The availability of all kinds of new data will change the way most people do their jobs in the next ten years. The NYTime has a report on Big Data that points to the fundamental reason for this change: the capacity to measure many more things.

To grasp the potential impact of Big Data, look to the microscope, says Erik Brynjolfsson, an economist at Massachusetts Institute of Technology’s Sloan School of Management. The microscope, invented four centuries ago, allowed people to see and measure things as never before — at the cellular level. It was a revolution in measurement.

Data measurement, Professor Brynjolfsson explains, is the modern equivalent of the microscope.
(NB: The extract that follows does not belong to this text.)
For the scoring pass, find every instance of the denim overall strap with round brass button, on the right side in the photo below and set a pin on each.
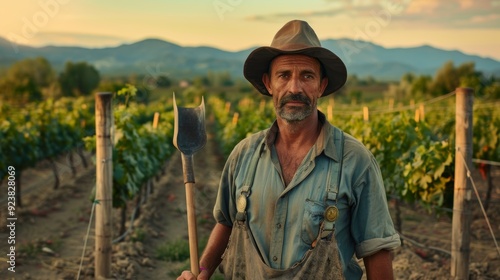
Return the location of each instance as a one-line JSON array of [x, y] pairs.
[[333, 184]]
Google searches, Facebook posts and Twitter messages, for example, make it possible to measure behavior and sentiment in fine detail and as it happens.

In business, economics and other fields, Professor Brynjolfsson says, decisions will increasingly be based on data and analysis rather than on experience and intuition. “We can start being a lot more scientific,” he observes.

A report last year by the McKinsey Global Institute, the research arm of the consulting firm, projected that the United States needs 140,000 to 190,000 more workers with “deep analytical” expertise and 1.5 million more data-literate managers, whether retrained or hired.

The NYTimes report on the “Age of Big Data

Measuring the way consumers feel about a movie before its released with Twitter data analysis, evaluating a patients vital signs over the past six months using mobile phones and passive sensors, or evaluating where to stay when traveling abroad using friends anecdotes and aggregated data from the web each use new measurements to make better decisions.